Was ist für Sie das Highlight des Jahres?
2026 ist noch jung, aber der aktuelle Wahlkampf ist für mich schon jetzt ein Highlight. Ich komme mit so vielen tollen Menschen in Kontakt und lerne auch durchweg neue Orte und Dinge bei uns im Landkreis kennen.
Auf welche drei Dinge wollen Sie nie mehr verzichten?
Sport, Musik und ein leckeres Schäuferla am Sonntagmittag.
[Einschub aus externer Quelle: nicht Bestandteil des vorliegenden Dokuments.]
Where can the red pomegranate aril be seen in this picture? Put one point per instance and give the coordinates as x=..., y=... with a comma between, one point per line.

Worauf sind Sie persönlich stolz?
Auf meine Familie.
Was fällt Ihnen schwer?
Es fällt mir schwer, Verständnis für die konservativen Menschen aufzubringen die gerade aktiv mithelfen, rechtsextreme Narrative zu normalisieren. Unsere Demokratie und Freiheit ist in Gefahr. Jetzt ist die Zeit, zusammenzustehen und unsere gemeinsamen Werte und Menschlichkeit zu verteidigen. Wir müssen nicht immer einer Meinung sein, aber im Gespräch bleiben und gemeinsam Lösungen finden!
Was ist Ihr großes Talent?
Ich bin ein guter Teamplayer, kann Menschen begeistern und motivieren. Zumindest in meinem bisherigen beruflichen Umfeld bin ich da erfolgreich.